Although our individual chances of being caught up in a terror attack are low and we shouldn't allow terrorism to change the way we live, Ryan says, it's good to be prepared.

If you're in a situation and the fight-or-flight response kicks in, if you can, take two seconds to gather your thoughts, he says.

"The first thing soldiers are taught – you go down to make yourself a smaller target, you locate the danger. That will then dictate where you go to cover."

Ryan's tips on the best places to hide come straight out of the SAS standard operations procedure manual, he says.

The bottom line – choose a place another human being wouldn't want to go, then keep very still. (This works in both rural or urban environments.)

"It could be an industrial dumpster full of trash, a grotty part of a wood or the side of a ditch that would be wet and nasty."

Ryan's street safety tactics were honed on surveillance jobs in Northern Ireland when his life depended on them.

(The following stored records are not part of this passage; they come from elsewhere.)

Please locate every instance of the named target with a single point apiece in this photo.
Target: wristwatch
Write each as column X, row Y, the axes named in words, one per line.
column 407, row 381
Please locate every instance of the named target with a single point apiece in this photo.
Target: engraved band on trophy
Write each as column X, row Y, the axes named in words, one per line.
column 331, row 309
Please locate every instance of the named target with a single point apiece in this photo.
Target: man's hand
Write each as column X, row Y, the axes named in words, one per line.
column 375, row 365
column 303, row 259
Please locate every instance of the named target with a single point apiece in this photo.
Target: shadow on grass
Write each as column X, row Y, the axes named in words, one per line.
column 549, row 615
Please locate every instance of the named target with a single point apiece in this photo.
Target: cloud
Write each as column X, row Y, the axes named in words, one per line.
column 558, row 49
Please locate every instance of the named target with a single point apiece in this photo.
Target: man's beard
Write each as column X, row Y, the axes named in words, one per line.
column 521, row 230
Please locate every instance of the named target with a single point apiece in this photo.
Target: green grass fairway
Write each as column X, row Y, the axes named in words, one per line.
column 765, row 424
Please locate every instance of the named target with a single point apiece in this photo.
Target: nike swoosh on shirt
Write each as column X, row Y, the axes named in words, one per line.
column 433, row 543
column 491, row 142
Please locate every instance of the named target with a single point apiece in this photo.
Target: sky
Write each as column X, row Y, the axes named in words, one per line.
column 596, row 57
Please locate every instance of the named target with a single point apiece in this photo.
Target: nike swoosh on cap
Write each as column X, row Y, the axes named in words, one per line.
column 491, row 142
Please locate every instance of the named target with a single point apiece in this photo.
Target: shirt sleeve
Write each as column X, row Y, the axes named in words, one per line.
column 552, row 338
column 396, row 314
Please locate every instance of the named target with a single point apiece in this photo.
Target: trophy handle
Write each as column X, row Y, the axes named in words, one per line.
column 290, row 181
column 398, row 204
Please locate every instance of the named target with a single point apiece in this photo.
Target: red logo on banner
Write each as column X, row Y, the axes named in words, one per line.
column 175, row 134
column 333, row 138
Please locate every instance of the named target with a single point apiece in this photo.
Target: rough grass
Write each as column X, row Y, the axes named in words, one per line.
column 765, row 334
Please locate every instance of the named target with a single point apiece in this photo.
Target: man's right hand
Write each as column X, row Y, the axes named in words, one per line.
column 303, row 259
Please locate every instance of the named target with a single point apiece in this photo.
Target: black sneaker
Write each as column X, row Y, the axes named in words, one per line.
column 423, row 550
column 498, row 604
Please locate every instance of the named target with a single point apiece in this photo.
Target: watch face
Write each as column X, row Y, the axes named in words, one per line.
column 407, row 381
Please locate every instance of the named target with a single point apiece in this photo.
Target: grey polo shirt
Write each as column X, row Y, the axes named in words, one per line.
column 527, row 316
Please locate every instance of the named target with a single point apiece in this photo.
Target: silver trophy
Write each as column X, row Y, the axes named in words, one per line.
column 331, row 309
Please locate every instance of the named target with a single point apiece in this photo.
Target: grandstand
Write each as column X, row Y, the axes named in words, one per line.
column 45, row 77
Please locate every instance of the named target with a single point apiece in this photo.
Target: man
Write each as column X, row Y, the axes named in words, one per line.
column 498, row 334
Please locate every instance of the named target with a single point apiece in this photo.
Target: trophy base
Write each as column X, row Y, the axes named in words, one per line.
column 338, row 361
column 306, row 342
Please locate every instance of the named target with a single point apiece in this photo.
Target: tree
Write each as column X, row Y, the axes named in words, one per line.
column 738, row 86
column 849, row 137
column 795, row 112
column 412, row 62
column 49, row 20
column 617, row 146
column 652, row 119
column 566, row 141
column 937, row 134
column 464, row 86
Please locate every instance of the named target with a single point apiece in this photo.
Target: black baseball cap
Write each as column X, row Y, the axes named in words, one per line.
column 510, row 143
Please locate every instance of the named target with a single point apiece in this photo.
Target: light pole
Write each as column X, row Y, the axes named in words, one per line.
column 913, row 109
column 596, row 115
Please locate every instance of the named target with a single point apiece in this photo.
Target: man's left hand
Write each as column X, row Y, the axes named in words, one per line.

"If you're walking down a street and somebody's looking at you, you glance away and you look back and they're still looking at you, I would immediately look at their hands, see what's in their hands. At the same time I'm looking at their clothing – are they carrying anything? Do they look normal? Is he or she still looking? Then you make a decision – do you look over? Do you cross the street? Do you put some gap between you?"

Walk facing the oncoming traffic if possible, and be aware that if you've got headphones on and you're checking your phone you've blinded and deafened yourself, Ryan says.

He would never risk walking through a city with headphones on himself.

But even Ryan has learnt hard lessons from careless everyday moments.

Arriving in Barcelona for a long weekend years ago, he was tired and went straight to his hotel room.

At 2am, fire alarms went off and the main lights and emergency exit lights went out.

If it had been an actual fire, Ryan would have perished in the 15 minutes it took him to get out of the hotel, he says – a lesson on the importance of checking where the fire exits are in any new space.

Pulling off the longest-ever escape and evasion by an SAS trooper – on the ill-fated Bravo Two Zero mission during the Gulf War – wasn't "one blaze of glory", Ryan says.

After watching a comrade die of hypothermia, he was nearing despair when a piece of his mum's advice came back to him – 'If things get on top of you have a good cry'.

He tried to cry but ended up laughing and it helped clear the clouds. "I knew exactly what I had to do – walk 40km every night."

The worst parts of his escape were during the day when he had to lie still yet shivering on rocks in high windchill and below-zero temperatures.

Sleep deprived, with toes oozing pus, septic bedsores all over his body and receded gums, by the seventh night Ryan was hallucinating, collapsing and felt like electric shocks were going off in his head.

"To be honest, I don't think I had another day in me. I think I would have perished if I'd been a day short of that border."

Knowing there was no help coming, the only thing to do was keep going, he says.

"The choice is you lie there and die or you get up and start walking … When things start coming down on you, you realise how sweet life is, actually. you've just got to fight and keep moving – and that was the only choice I had."